Les modalités de la GUL seront déterminées par décret

C'est ici la manière d'appréhender l'aléa moral qui fait débat : les locataires se sachant couverts seront-ils incités à ne plus payer leur loyer ? De toute évidence, les propriétaires le craignent. Et cela les inquiète d'autant plus que les montants et les délais de remboursement ne sont pas encore clairement déterminés.

Ils seront en fait connu plus tard grâce à un décret en Conseil d'État qui précisera "les conditions exigées pour bénéficier de la garantie universelle des loyers, le montant minimal d'impayés ouvrant droit à la garantie, le montant maximal de la garantie accordée pour un même logement en fonction de la localisation du logement et de sa catégorie, et la durée des versements", est-il indiqué dans le projet de loi voté au Sénat.

Le décret définira "également les modalités de recouvrement des impayés ainsi que les mesures d'accompagnement social en faveur des locataires dont les impayés de loyer sont couverts par la garantie", est-il ajouté dans le texte voté le week-end dernier.

Un problème de constitutionnalité ?

Le ministère de l'Économie qui aura son mot à dire lors de la rédaction du décret, puisque le dispositif GUL sera financé par des fonds publics, a déjà sa petite idée sur les modalités à appliquer à la mesure. Dans un rapport commandé par Bercy à l'Inspection générale des finances (IGF), il est ainsi préconisé, pour dissuader les locataires de ne pas payer, l'usage de prérogatives telles que les saisies sur les salaires, les allocations familiales ou les comptes bancaires.

Selon l'IGF, ces mesures musclées sont une condition sine qua non pour assurer la viabilité du dispositif, qui présente un risque de dérapage pour les finances publiques s'il n'est pas parfaitement équilibré et calibré.

Reste que ces moyens renforcés alloués par l'État dans le but d'indemniser au mieux les propriétaires pourraient poser un problème de constitutionnalité.
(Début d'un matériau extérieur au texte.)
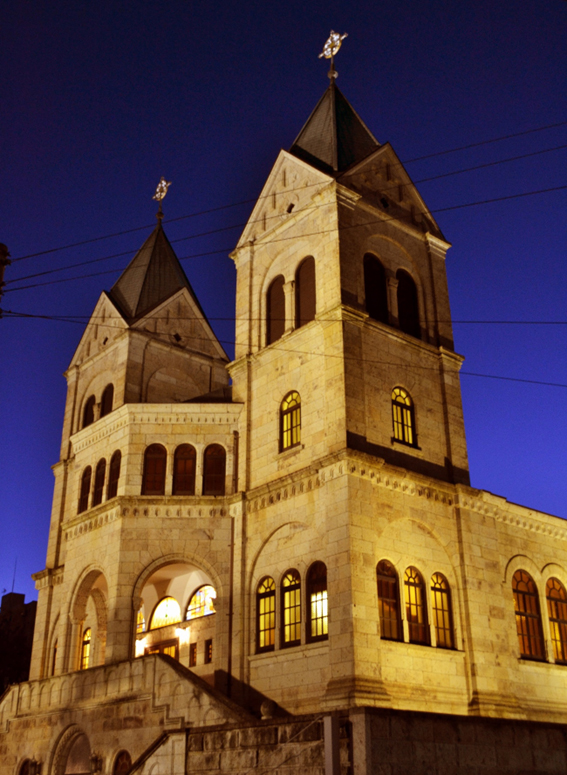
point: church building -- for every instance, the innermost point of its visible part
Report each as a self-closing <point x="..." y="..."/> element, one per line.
<point x="277" y="564"/>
En effet, les préconisations de l'IGF mettent "au service des intérêts privés les moyens de l'État pour recouvrer les créances", constate, inquiet, Denys Brunel, président de la Chambre des propriétaires.

Une intervention de la Cnil ?

Une autre zone d'ombre dans le rapport de l'IGF concerne la proposition de créer un "fichier des baux", dont le but poursuivi est d'écarter les mauvais payeurs du dispositif, ce qui soulagerait les propriétaires. Concrètement, avant de louer, le bailleur devra s'assurer que son futur locataire n'est pas inscrit au fichier des mauvais payeurs (arriérés de paiement, refus de solutions de relogement et d'apurement de la dette).

Intrusive, cette mesure, si elle est intégrée dans le décret, pourrait subir la gronde de la Commission nationale de l'informatique et des libertés (Cnil), garde fou de la vie privée des Français.

La deuxième lecture au Sénat pourrait donner lieu à des modifications substantielles

Avant la parution des décrets, des évolutions pourraient cependant intervenir en deuxième lecture par le parlement : en votant la mise en place de la GUL, les sénateurs ont créé un groupe de travail destiné à améliorer cette garantie.

"Il faut aller plus loin, d'ici la deuxième lecture, ce qui nous laisse du temps pour travailler", avait estimé le président de la commission des Affaires économiques Daniel Raoul (PS). "Je ne doute pas qu'il aboutisse à des propositions très constructives, afin de cimenter un projet très opérationnel".

La GUL, financée à parité par locataires et propriétaires via une cotisation sur le loyer, devrait être mise en place d'ici au 1er janvier 2016.